February 2, 2023
The perils of invoking ‘character’ in citing a neighborhood’s growth
To the Editor:
“It’s out of character with the neighborhood.” How often have you heard those words in fights over new building projects? And what on earth do they mean?
That was my question when I learned I’d been appointed to the Impact Advisory Group for the proposed housing development at 150 Centre Street. The developer is accused of violating the character of the neighborhood around Shawmut Station.
“Neighborhood character” evokes tight-knit community, shared culture, and unique visual appeal. My street, Brent, isn’t so warm and nostalgic – it’s more diverse than tight-knit – but the houses are two-, three-, and six-families of a similar age and style.
What about the neighborhood around Shawmut Station and 150 Centre? I decided to take a closer look.
Look at these buildings. They’re all within a block-and-a half of the proposed development. If “neighborhood character” means anything coherent, it’s not the feel of the buildings around Shawmut Station. If we don’t see jarring differences, it’s because we are used to looking at them.
What, then, is this phrase being used to mean? Fewer people in the neighborhood? Housing for landlords more than tenants? Don’t change anything? What does the phrase mean when it’s used for development after development across Dorchester?
I want to know what people who say “neighborhood character” are really thinking. I’m asking because I want to do a conscientious job on the Impact Advisory Group. Until I find answers, I think we should focus on more tangible neighborhood impacts like traffic, parking, and yes, affordable housing.
– Mike Prokosch
Affordable rents spur my support for Trinity project
To the Editor:
The Rental Housing crisis in Dorchester is a supply problem that needs supply solutions. Our elected officials must prioritize improving housing access and affordability for low-income households through approval of affordable housing projects and long-term investments in housing assistance programs.
Housing insecurity is a problem for many of my friends and neighbors. My friends are being squeezed out of their homes. Those with deeper pockets – higher incomes and more wealth – can afford the $2,700 rent for a one-bedroom, but that leaves many of us to fight over an insufficient pool of rental housing.
The St. Mark’s neighborhood has a severe shortage of affordable homes for renters.
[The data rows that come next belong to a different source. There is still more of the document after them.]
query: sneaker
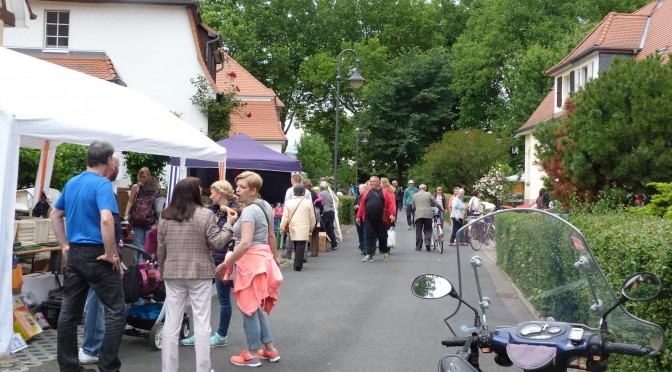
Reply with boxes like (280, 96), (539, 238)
(210, 332), (229, 348)
(259, 349), (280, 362)
(231, 350), (261, 367)
(79, 348), (98, 364)
(180, 335), (196, 346)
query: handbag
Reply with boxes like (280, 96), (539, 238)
(285, 199), (306, 235)
(387, 227), (397, 248)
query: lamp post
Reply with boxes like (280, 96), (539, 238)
(334, 49), (366, 190)
(355, 128), (369, 187)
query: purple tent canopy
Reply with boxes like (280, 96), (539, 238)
(170, 134), (301, 172)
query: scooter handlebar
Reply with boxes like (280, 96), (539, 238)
(441, 337), (467, 347)
(604, 341), (651, 356)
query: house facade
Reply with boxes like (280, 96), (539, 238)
(4, 0), (221, 137)
(516, 0), (672, 203)
(217, 54), (287, 153)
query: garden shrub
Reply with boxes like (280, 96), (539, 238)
(338, 195), (355, 225)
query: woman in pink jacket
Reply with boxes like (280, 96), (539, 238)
(215, 171), (282, 367)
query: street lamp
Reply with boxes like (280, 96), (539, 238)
(334, 49), (366, 189)
(355, 128), (369, 187)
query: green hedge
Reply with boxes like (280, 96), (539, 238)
(496, 212), (672, 371)
(338, 195), (355, 225)
(570, 213), (672, 371)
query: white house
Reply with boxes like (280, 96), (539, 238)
(516, 0), (672, 203)
(4, 0), (221, 183)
For decades, new affordable housing has been opposed by elected officials due to the undue influence of civic associations that do not represent the whole neighborhood. Construction of new housing has not kept pace with the rise in demand. Vacancy rates, the lowest in decades, result in soaring rental prices. In my opinion, the housing affordability crisis is the result of deliberate choices to oppose new affordable housing and chronic underfunding.
We finally have a mayor who puts affordable housing on the top of the city’s priority list. The Boston Planning & Development Agency (BPDA) is poised to take bold action to prevent displacement of Dorchester residents and provide housing for all by approving Trinity’s mixed-income housing project at 150 Centre St.
More than 60 percent of the units in Trinity’s project are projected as affordable for residents at tiers of up to 30 percent, 60 percent, and 80 percent of area median income. Rental units will start at approximately $700 per month. The Centre Street location, adjacent to the Shawmut Station, is ideal for affordable housing. Furthermore, Trinity’s plans include an all-electric building, the elimination of harmful CO2 emission that contribute to climate change and negatively impact many people’s health.
Before Trinity’s project can secure approval, the BPDA would like residents to provide public input by Feb. 4. We need to express support for this meaningful housing project by asking the BPDA to approve Trinity’s affordable, sustainable housing project at the Shawmut Station. Let your voice be heard about these important issues by submitting a comment to the Boston Planning & Development Agency. Please visit the BPDA’s website. Our action is needed today!
– Mildred McKenzie
Shawmut project will increase home values
To the Editor:
Looking more into the Trinity Project on 150 Centre St., I can appreciate the disruption to abutters during the building process. In the long run, however, I believe the overall results of providing much needed affordable housing will be beneficial in alleviating the housing deficit. The parking provided, the use of sustainable building materials, and the attention to energy efficiency are huge pluses. The exterior aesthetics will be a boost for this lackluster block, adding an architectural lift.
In my opinion, this project will be a welcome asset to our community and will improve property values for this neighborhood.